Chapter Six

ALEXANDER’S HEAD WAS POUNDING, WHICH WOULD HAVE BEEN HIS chief concern if not for the fact that he also was moving. He didn’t remember getting into a carriage at any point, although he was rather crapulous. Still drunk even, perhaps. He decided to prise an eye open in case that cleared things up.

Bloody hell.

Sitting across from him was a woman. Not just any woman either. The woman. The woman with the wrists. From the library. The woman who wanted to marry him. Good Lord, where were they? Where had they gone? When had they gone? Why had they gone?

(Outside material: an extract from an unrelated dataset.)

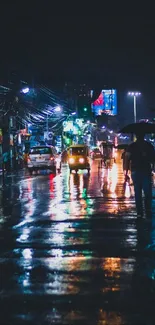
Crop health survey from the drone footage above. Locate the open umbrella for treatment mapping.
[119,122,155,134]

None of those pressing questions, however, escaped his lips. Instead, the first question that formed was: “What are you doing?”

Harriet startled at the sound of his voice. She looked down at the book in her lap and then up at him. She took only a second to collect herself, then pertly replied: “You do know about reading, don’t you?”

Alexander tried to work out whether she was teasing him or if she really thought maybe he didn’t know about reading, but the puzzling required too much effort in his current state. As he closed his eyes again, he thought he saw her smirk. Yes, closed eyes were much better.

“Why are you reading in my carriage, Lady …” What was her name?

“Harriet. Lady Harriet. Strictly speaking, it’s not your carriage.

Well, you know, it may be. I don’t actually know if you purchased it for Miss Hightower as a gift, or if she purchased it with her earnings, or if it is more of a loan.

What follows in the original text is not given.